Since Griffin’s big brother, Taylor, was also on the team, Griffin had to remain humble or risk getting beaten up. And since he wasn’t one of those monstrous AAU creations dripping with gear, he tried to keep his entrance to the team as low profile as possible. “I’m not big into trying to come in and take over,” says Griffin, and you believe it.
You believe it because he’ll spend part of his second year in Norman actually learning how to live the superstar life, the better to be ready for the NBA. Griffin shocked some by coming back in the first place, since he was in everyone’s mock top 10. Now he’s getting used to being the face of OU’s squad, “Blake Griffin and the Sooners.” He’ll need to deal with the media. The fans. More double teams. But how? Maybe Sooners coach Jeff Capel can assign a posse to him. Or he can get the OU music department to help Griffin cut a rap album. Anything to get this guy ready for what’s next. The basketball part of all this is well under way, with the mid-range jumper being Griffin’s current focus. “I’ve probably made 500 shots a day this summer,” Griffin says.
Griffin is working hard, as always. He was born into a close family in Oklahoma City before playing high school ball for his father at Oklahoma Christian in nearby Edmond, and a big reason he chose OU over UConn, Duke, Florida or anywhere else was that Taylor was already there. “I can’t explain how much he’s helped me,” says Blake. “I have someone I can talk to and will shoot straight with me.”

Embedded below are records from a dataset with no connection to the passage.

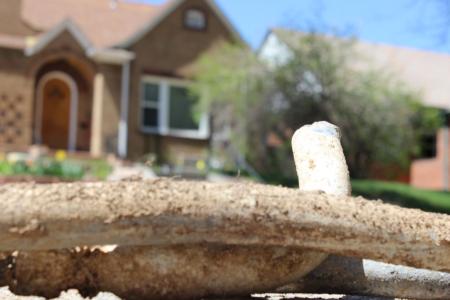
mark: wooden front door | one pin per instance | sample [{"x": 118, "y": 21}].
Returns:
[{"x": 56, "y": 99}]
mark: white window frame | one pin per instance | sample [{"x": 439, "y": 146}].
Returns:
[{"x": 163, "y": 106}]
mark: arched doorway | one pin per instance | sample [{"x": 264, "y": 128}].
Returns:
[{"x": 56, "y": 111}]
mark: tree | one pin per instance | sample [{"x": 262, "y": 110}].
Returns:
[{"x": 381, "y": 120}]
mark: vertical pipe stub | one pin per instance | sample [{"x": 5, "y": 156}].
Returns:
[{"x": 319, "y": 159}]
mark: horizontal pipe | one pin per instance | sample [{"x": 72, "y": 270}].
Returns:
[
  {"x": 167, "y": 212},
  {"x": 348, "y": 275}
]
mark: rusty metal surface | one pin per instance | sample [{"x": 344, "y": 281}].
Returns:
[{"x": 165, "y": 212}]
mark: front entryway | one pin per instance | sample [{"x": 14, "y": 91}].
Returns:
[{"x": 56, "y": 111}]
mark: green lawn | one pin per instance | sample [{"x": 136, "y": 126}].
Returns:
[{"x": 403, "y": 195}]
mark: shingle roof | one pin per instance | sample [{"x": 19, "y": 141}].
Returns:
[
  {"x": 105, "y": 22},
  {"x": 12, "y": 41},
  {"x": 426, "y": 71}
]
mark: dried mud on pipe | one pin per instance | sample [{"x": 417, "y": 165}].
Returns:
[
  {"x": 171, "y": 272},
  {"x": 164, "y": 212}
]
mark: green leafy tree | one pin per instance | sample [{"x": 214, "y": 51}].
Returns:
[{"x": 381, "y": 120}]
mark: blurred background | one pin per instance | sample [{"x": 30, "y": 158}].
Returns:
[{"x": 214, "y": 90}]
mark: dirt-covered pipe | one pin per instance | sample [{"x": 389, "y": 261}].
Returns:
[{"x": 165, "y": 212}]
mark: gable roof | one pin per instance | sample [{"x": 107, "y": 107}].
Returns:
[
  {"x": 104, "y": 22},
  {"x": 114, "y": 56},
  {"x": 426, "y": 71},
  {"x": 170, "y": 7},
  {"x": 51, "y": 35}
]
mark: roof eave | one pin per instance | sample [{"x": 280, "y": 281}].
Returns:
[{"x": 111, "y": 56}]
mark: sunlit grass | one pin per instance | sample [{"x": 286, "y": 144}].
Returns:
[{"x": 403, "y": 195}]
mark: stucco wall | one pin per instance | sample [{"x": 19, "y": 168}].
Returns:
[
  {"x": 19, "y": 76},
  {"x": 111, "y": 106},
  {"x": 429, "y": 173},
  {"x": 16, "y": 101},
  {"x": 170, "y": 50}
]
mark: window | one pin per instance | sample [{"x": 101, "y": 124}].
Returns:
[
  {"x": 195, "y": 19},
  {"x": 167, "y": 108}
]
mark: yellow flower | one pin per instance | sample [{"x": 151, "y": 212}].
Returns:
[
  {"x": 201, "y": 165},
  {"x": 60, "y": 155}
]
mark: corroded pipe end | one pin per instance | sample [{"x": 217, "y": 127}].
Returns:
[{"x": 319, "y": 159}]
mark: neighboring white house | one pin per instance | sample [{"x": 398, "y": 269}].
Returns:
[{"x": 426, "y": 72}]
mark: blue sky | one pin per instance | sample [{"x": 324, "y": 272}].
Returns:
[{"x": 409, "y": 23}]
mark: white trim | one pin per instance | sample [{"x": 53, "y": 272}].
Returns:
[
  {"x": 122, "y": 139},
  {"x": 445, "y": 167},
  {"x": 51, "y": 35},
  {"x": 163, "y": 127},
  {"x": 72, "y": 138},
  {"x": 170, "y": 9}
]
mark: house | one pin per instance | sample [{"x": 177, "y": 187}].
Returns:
[
  {"x": 105, "y": 76},
  {"x": 426, "y": 71}
]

Give Taylor credit for not spending the ’07-08 season giving little bro atomic wedgies or constant dead-arms, since Blake quickly became the focal point of the Sooner team while Taylor came off the bench. Back in the day, the brothers used to wage UFC title bouts disguised as hoop games on the driveway. Now, Blake relies on Taylor’s counsel, and his decision to return gave him the chance to hang with his brother for one more year. “[Taylor] went off after my sophomore year in high school, and I was by myself my junior and senior years,” Blake says. “It’s good to be back together.”
On the court, the 6-10, 243-pound power forward has a lot more cooking. He’s a great rebounder (9.1 rpg last season), thanks to his powerful frame and quick leaping ability. He finishes relentlessly around the basket (14.7 ppg on 57 percent shooting from the field) and is improving his total offensive game daily. “He has understanding beyond his years and a skill set that’s so advanced,” Martelli says. All of that makes him a strong candidate to be the No. 1 pick in ’09. “That’s another thing to motivate me to work harder,” Griffin says. “That’s every basketball player’s dream.”
Should that happen, or even if Griffin is picked “only” in the top five, he’ll be expected to make a quick impact, and under a lot more pressure than he gets at Oklahoma. Is he ready for his close-up? “I’m not used to it, but at the same time, I’m willing to do it,” he says. Doesn’t exactly sound like someone eager to be out in front, does it? But Capel offers some hope. On the court, Griffin’s all business. Off it? “He’s a clown,” the coach says. A what? “He’s a big kid.”
Turns out Griffin goofs on everyone and can imitate all sorts of people. “Mostly friends and assistant coaches,” Griffin says. And what about Capel? Can Griffin mimic the coach? He laughs. “Yeah, but not around him,” he says.
He’d probably give it a try, but big-timing coaches or anyone else is not Blake Griffin’s style.